Corporate Governance - Directors' Duties and Powers Flashcards
1
Q
What are the seven Statutory Directors’ Duties arising under the Companies Act 2006?
A
- To act within their proper powers and use them for a proper purpose, in accordance with the company’s constitution (s.171, CA ‘06).
- To promote the success of the company for the members as a whole (s.172, CA ‘06).
- To exercise independent judgement (s.173, CA ‘06).
- Discretion must not be fettered but may be restricted by company agreements. - To use reasonable care, skill and diligence (s.174, CA ‘06).
- To avoid actual/potential and direct/indirect conflicts of interest (s.175, CA ‘06) => board may authorise conflicts (Regal Hastings v Gulliver).
- Not to accept benefits from third parties (s.176, CA ‘06) => board cannot authorise; BA ‘10 overlap.

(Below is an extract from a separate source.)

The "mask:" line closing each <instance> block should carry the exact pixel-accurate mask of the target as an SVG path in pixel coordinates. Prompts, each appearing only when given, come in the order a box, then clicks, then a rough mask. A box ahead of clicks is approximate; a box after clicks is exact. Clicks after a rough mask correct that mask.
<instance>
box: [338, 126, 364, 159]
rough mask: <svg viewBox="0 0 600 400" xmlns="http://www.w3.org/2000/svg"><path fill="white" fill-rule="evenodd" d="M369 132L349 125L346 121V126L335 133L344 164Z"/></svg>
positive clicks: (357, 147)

- To declare any interests in proposed transactions (s.177, CA ‘06) => transaction voidance risk; conceivable director criminal liability.
2
Q
Where do a Director’s Powers generally originate from?
A
- Articles of Association.
- Board or shareholder resolutions.
- Company agreements.
3
Q
What six Factors shold a Director consider as part of the Duty to Promote the Company’s Success (s.172, CA ‘06)?
A
- The likely consequences of decisions in the long-term.
- The desirability of the company maintaining a reputation for high standards of business conduct.
- The interests of the company’s employees.
- The need to foster business relations with customers, suppliers and other stakeholders.
- The impact of the company’s operations on the community and the environment.
- The need to act fairly as between company members.
=> Section 172 considerations to be reported on within strategic report (s.414(c), CA ‘06).
4
Q
What does the Duty of Reasonable Care, Skill and Diligence require (s.174)?
A
- See Re D’Jan of London Ltd. for precursor to statutory duty.
- Two-pronged requirement: directors must behave as a reasonably diligent person with:
(i) the general knowledge, skill and experience that may be reasonable expected of a person acting as director for that company; and
(ii) the knowledge, skill and experience that director has. - Duty differs depending upon NEDs and EDs - for example, a finance director would be expected to have technical financial knowledge and also be expected such knowledge they have.
5
Q
What Legal Actions may arise against a Director in Contravention of a Duty?
A
- Derivative action:
- Brought by shareholder(s) on behalf of company;
- May cover actual/proposed actions;
- Any awards payable to company. - Insolvency practitioner-instigated claims.
- Fraudulent or wrongful trading under IA ‘86, if continue trading when insolvency and director aware that company cannot meet liabilities as they fall due..
6
Q
What is the Purpose of D&O Insurance?
A
- Provides financial protection to directors against actual or alleged wrongful acts when acting within scope of duties.
- May cover breach of duty, breach of trust, neglect, wrongful trading and misleading statements.
- Funds defence costs and financial losses.